I have just completed the first chapter of my book Political Animal, which will chart the joint fortunes of pandas and China over the last 140 years. I am supposed to have a further 11 with my editor at Profile Books by the end of January. Am I on target?
I can’t say. This is not because my editor will be reading this and I’m having to be all secretive, but because none of my chapters is a straight narrative that I can simply knock-off in a day or two. Each involves at least a dozen different asides that I will weave around the central panda-related story. A chapter then becomes like a jigsaw. I start with the outline of a chapter, which is like having the picture on the jigsaw box. But as I set out I have at most three of the actual pieces and must locate the rest (some of which I don’t even know I need until I get writing) before I can even begin to think about jiggling them into place.
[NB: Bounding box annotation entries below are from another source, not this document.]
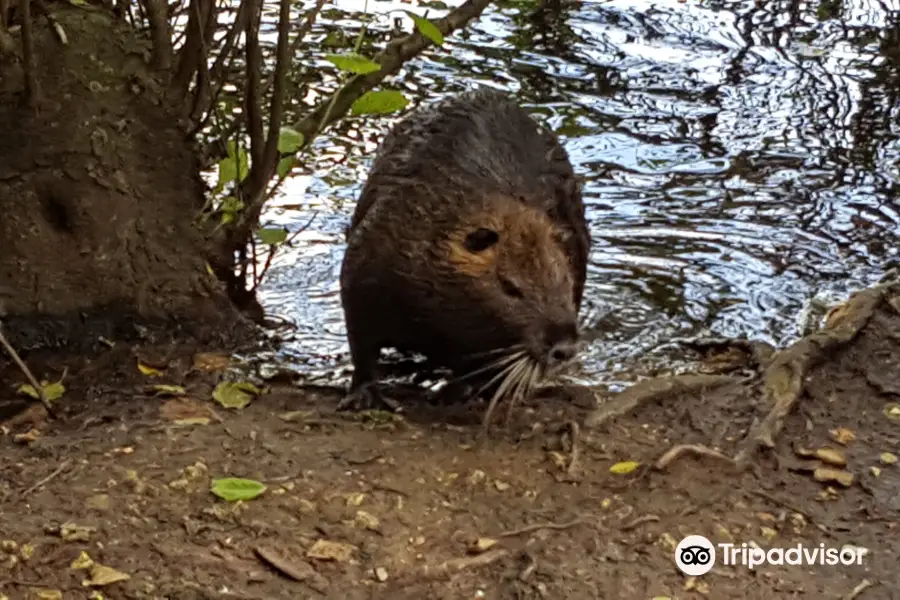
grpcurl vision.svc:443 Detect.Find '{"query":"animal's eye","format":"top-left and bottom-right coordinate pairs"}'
top-left (500, 277), bottom-right (525, 298)
top-left (465, 227), bottom-right (500, 252)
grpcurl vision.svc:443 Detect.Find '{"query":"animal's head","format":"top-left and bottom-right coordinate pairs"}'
top-left (441, 195), bottom-right (578, 378)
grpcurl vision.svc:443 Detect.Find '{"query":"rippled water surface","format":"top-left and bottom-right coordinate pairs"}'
top-left (248, 0), bottom-right (900, 384)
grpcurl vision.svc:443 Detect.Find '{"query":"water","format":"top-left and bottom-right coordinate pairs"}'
top-left (248, 0), bottom-right (900, 386)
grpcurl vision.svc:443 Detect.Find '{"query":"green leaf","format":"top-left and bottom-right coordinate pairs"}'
top-left (278, 127), bottom-right (303, 154)
top-left (256, 227), bottom-right (287, 246)
top-left (210, 477), bottom-right (266, 502)
top-left (319, 29), bottom-right (347, 48)
top-left (350, 90), bottom-right (409, 116)
top-left (215, 142), bottom-right (250, 192)
top-left (325, 52), bottom-right (381, 75)
top-left (219, 196), bottom-right (244, 213)
top-left (609, 460), bottom-right (641, 475)
top-left (213, 381), bottom-right (262, 408)
top-left (404, 10), bottom-right (444, 46)
top-left (18, 381), bottom-right (66, 402)
top-left (275, 156), bottom-right (294, 178)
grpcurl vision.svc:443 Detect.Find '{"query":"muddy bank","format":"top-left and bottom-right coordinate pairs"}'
top-left (0, 286), bottom-right (900, 599)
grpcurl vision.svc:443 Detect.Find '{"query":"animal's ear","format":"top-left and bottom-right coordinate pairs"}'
top-left (553, 227), bottom-right (574, 247)
top-left (465, 227), bottom-right (500, 253)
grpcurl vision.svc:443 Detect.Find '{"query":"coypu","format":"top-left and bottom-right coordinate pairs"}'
top-left (339, 90), bottom-right (591, 421)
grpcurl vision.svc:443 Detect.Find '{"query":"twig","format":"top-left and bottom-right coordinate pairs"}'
top-left (584, 375), bottom-right (740, 428)
top-left (654, 444), bottom-right (734, 471)
top-left (19, 0), bottom-right (40, 108)
top-left (497, 519), bottom-right (586, 538)
top-left (421, 548), bottom-right (509, 578)
top-left (619, 515), bottom-right (659, 531)
top-left (844, 579), bottom-right (875, 600)
top-left (734, 287), bottom-right (884, 467)
top-left (21, 460), bottom-right (71, 498)
top-left (250, 0), bottom-right (291, 200)
top-left (0, 326), bottom-right (53, 417)
top-left (747, 489), bottom-right (830, 533)
top-left (566, 421), bottom-right (581, 477)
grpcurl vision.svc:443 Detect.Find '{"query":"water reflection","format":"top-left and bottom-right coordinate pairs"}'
top-left (248, 0), bottom-right (900, 390)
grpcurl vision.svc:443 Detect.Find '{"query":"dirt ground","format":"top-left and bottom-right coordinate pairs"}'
top-left (0, 288), bottom-right (900, 600)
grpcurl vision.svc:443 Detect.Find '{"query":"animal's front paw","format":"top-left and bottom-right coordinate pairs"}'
top-left (337, 383), bottom-right (400, 412)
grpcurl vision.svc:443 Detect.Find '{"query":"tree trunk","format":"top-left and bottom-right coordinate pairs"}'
top-left (0, 5), bottom-right (244, 348)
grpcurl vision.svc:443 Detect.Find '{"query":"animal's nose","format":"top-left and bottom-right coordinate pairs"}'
top-left (550, 342), bottom-right (576, 365)
top-left (546, 322), bottom-right (578, 366)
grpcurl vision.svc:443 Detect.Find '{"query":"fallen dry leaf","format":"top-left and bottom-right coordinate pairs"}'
top-left (59, 523), bottom-right (97, 542)
top-left (466, 538), bottom-right (497, 554)
top-left (813, 467), bottom-right (853, 487)
top-left (253, 544), bottom-right (328, 592)
top-left (882, 402), bottom-right (900, 421)
top-left (159, 397), bottom-right (214, 425)
top-left (828, 427), bottom-right (856, 446)
top-left (816, 448), bottom-right (847, 467)
top-left (82, 564), bottom-right (131, 587)
top-left (138, 360), bottom-right (165, 377)
top-left (13, 429), bottom-right (41, 445)
top-left (194, 352), bottom-right (231, 371)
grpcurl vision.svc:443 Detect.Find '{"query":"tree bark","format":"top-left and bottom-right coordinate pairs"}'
top-left (0, 5), bottom-right (245, 348)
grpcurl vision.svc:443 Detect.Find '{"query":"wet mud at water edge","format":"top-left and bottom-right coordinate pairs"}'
top-left (0, 285), bottom-right (900, 600)
top-left (246, 0), bottom-right (900, 390)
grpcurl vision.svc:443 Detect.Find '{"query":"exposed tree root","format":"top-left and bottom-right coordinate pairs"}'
top-left (734, 286), bottom-right (887, 467)
top-left (0, 328), bottom-right (54, 417)
top-left (584, 375), bottom-right (741, 428)
top-left (674, 338), bottom-right (776, 369)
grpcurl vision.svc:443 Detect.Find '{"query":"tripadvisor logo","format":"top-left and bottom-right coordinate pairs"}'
top-left (675, 535), bottom-right (867, 577)
top-left (675, 535), bottom-right (716, 577)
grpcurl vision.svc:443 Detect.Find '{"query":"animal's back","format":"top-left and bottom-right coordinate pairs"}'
top-left (348, 89), bottom-right (590, 306)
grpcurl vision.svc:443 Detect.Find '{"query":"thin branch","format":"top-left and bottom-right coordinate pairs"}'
top-left (144, 0), bottom-right (172, 71)
top-left (169, 0), bottom-right (216, 99)
top-left (190, 0), bottom-right (250, 129)
top-left (251, 0), bottom-right (291, 182)
top-left (0, 329), bottom-right (53, 416)
top-left (222, 0), bottom-right (492, 256)
top-left (193, 0), bottom-right (325, 156)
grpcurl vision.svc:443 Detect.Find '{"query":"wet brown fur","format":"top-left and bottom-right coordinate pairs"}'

So, for example, the chapter I’ve just written mainly tells the post-mortem story of Chi Chi, the famous panda bear that lived at London Zoo between 1958 and 1972 and was the inspiration for the World Wildlife Fund’s logo. In addition to reconstructing this museum-based story, I have embellished it with several asides. And finding out about the history of London Zoo, the stories of famous zoo animals, reading up on methods of taxidermy, looking at dioramas, tracking down a retired mammalologist, sourcing material from the Foreign Office archives and dipping into a biography of Conservative politician Ted Heath all take time.
I am pleased with what I’ve produced, though it was not without a stab of anxiety that I emailed the chapter off to my editor last week. However many intriguing layers I have moulded onto Chi Chi’s carcass, there’s no getting away from it: this is a chapter about a dead animal and some people might find that odd. I am hoping my editor is not one of them.
So back to the original question. Am I on target for submitting the complete 80,000-word manuscript by the end of January? Doing the math, I have four months to produce another 10 chapters. Or to put it another way, I must write a chapter every 12 days. The problem with such calculations is that it’s going to take a long a lot longer to assemble all the pieces I need for each jigsaw-like one of them.
Charting my progress with this book then is a frustratingly imprecise exercise. Like I think I’ll have to have another couple of chapters in the bag by the end of October and I’m guessing I should have made a start on a further three. There, at least, is something I can work towards, but what will it mean if I miss it? Will I be behind or was it just a target that was poorly conceived?